There is no mention of mideast diplomacy on the WP front, where the lead is the Senate's repeal yesterday of a $50 billion tax credit for tobacco companies that had been inserted with little fanfare into the budget bill under the prodding of Newt Gingrich and Trent Lott. The vote was 95 for, only three tobacco state senators against, and no senator spoke in favor of the credit.
The USAT lead is the news that in the first major changes since Vietnam, the Army will announce today that it's expanding basic training from eight to nine weeks, with the extra time being used for lessons on values and mutual respect, especially for women, who now make up 20 percent of recruits. Tougher screening of drill sergeants will also be implemented.

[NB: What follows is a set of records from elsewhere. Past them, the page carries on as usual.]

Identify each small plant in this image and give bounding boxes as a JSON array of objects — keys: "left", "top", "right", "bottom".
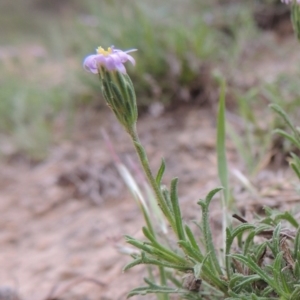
[{"left": 84, "top": 2, "right": 300, "bottom": 300}]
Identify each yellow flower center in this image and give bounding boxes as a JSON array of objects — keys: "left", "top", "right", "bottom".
[{"left": 96, "top": 47, "right": 112, "bottom": 56}]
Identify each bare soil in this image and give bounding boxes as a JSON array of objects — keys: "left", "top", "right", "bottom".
[{"left": 0, "top": 34, "right": 300, "bottom": 300}]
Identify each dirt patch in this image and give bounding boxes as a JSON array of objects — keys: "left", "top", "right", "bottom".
[{"left": 0, "top": 102, "right": 299, "bottom": 300}]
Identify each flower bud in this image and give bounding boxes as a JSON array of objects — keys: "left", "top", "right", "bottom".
[{"left": 99, "top": 66, "right": 138, "bottom": 132}]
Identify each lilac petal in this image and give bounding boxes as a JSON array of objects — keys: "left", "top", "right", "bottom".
[
  {"left": 115, "top": 63, "right": 126, "bottom": 74},
  {"left": 127, "top": 55, "right": 135, "bottom": 65},
  {"left": 83, "top": 54, "right": 98, "bottom": 74}
]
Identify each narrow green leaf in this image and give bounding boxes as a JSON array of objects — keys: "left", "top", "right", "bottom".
[
  {"left": 217, "top": 81, "right": 229, "bottom": 207},
  {"left": 198, "top": 188, "right": 223, "bottom": 275},
  {"left": 170, "top": 178, "right": 185, "bottom": 241},
  {"left": 155, "top": 158, "right": 166, "bottom": 186}
]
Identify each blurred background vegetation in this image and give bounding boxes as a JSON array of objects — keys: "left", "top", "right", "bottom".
[{"left": 0, "top": 0, "right": 299, "bottom": 165}]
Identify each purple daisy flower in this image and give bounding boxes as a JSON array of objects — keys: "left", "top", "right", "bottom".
[{"left": 83, "top": 46, "right": 137, "bottom": 74}]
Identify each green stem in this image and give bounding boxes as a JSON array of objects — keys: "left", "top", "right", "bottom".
[{"left": 128, "top": 125, "right": 177, "bottom": 232}]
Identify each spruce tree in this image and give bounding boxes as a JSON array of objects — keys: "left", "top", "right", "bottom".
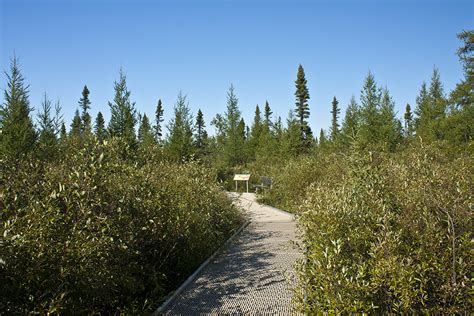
[
  {"left": 377, "top": 88, "right": 402, "bottom": 151},
  {"left": 195, "top": 109, "right": 207, "bottom": 150},
  {"left": 221, "top": 85, "right": 245, "bottom": 166},
  {"left": 79, "top": 86, "right": 92, "bottom": 135},
  {"left": 249, "top": 104, "right": 263, "bottom": 159},
  {"left": 94, "top": 112, "right": 107, "bottom": 142},
  {"left": 0, "top": 57, "right": 36, "bottom": 158},
  {"left": 357, "top": 72, "right": 382, "bottom": 148},
  {"left": 341, "top": 96, "right": 360, "bottom": 145},
  {"left": 443, "top": 30, "right": 474, "bottom": 146},
  {"left": 138, "top": 114, "right": 155, "bottom": 147},
  {"left": 69, "top": 109, "right": 82, "bottom": 139},
  {"left": 331, "top": 97, "right": 341, "bottom": 142},
  {"left": 108, "top": 69, "right": 137, "bottom": 148},
  {"left": 166, "top": 92, "right": 194, "bottom": 161},
  {"left": 38, "top": 93, "right": 62, "bottom": 160},
  {"left": 59, "top": 122, "right": 67, "bottom": 144},
  {"left": 319, "top": 128, "right": 327, "bottom": 150},
  {"left": 403, "top": 103, "right": 413, "bottom": 137},
  {"left": 295, "top": 65, "right": 313, "bottom": 151},
  {"left": 154, "top": 99, "right": 164, "bottom": 143},
  {"left": 264, "top": 101, "right": 273, "bottom": 127}
]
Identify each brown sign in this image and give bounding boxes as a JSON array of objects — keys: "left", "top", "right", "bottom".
[{"left": 234, "top": 174, "right": 250, "bottom": 181}]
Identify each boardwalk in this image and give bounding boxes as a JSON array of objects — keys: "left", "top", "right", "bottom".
[{"left": 161, "top": 193, "right": 299, "bottom": 315}]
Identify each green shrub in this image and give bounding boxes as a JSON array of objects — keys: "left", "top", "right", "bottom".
[
  {"left": 0, "top": 140, "right": 242, "bottom": 314},
  {"left": 266, "top": 144, "right": 473, "bottom": 314}
]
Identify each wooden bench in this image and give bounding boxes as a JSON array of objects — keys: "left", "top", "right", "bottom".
[{"left": 254, "top": 176, "right": 273, "bottom": 193}]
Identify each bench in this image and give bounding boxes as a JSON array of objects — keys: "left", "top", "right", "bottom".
[{"left": 254, "top": 176, "right": 273, "bottom": 193}]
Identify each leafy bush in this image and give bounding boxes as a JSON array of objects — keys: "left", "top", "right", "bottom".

The heat on Al Gore gets turned up another notch as the WP, LAT, and NYT each run above-the-fold front-page pieces detailing how at the Thompson hearings yesterday, an internal memo was produced, apparently signed off on by Gore, that explains that the DNC was routinely dividing all solicited funds into hard (targeted to specific campaigns, highly regulated) and soft (not for specific campaigns, not highly regulated) money accounts regardless of the nature of the actual solicitation. These papers all point out that the memo strongly suggests that Gore knew that the fund-raising calls he made from the White House were at least in part to raise hard money, which he had initially denied--as well he might, since the amounts he apparently raised in those calls exceeded legal limits for hard money.
Incidentally, that memo also has Bill Clinton's tell-tale left-handed backwards check-mark on it too, which is noted in the Wall Street Journal's "Politics and Policy" column, which makes the case that Janet Reno's investigation into whether or not Gore's fund-raising activities merit an independent counsel's scrutiny will almost inevitably push her into also investigating Clinton's role.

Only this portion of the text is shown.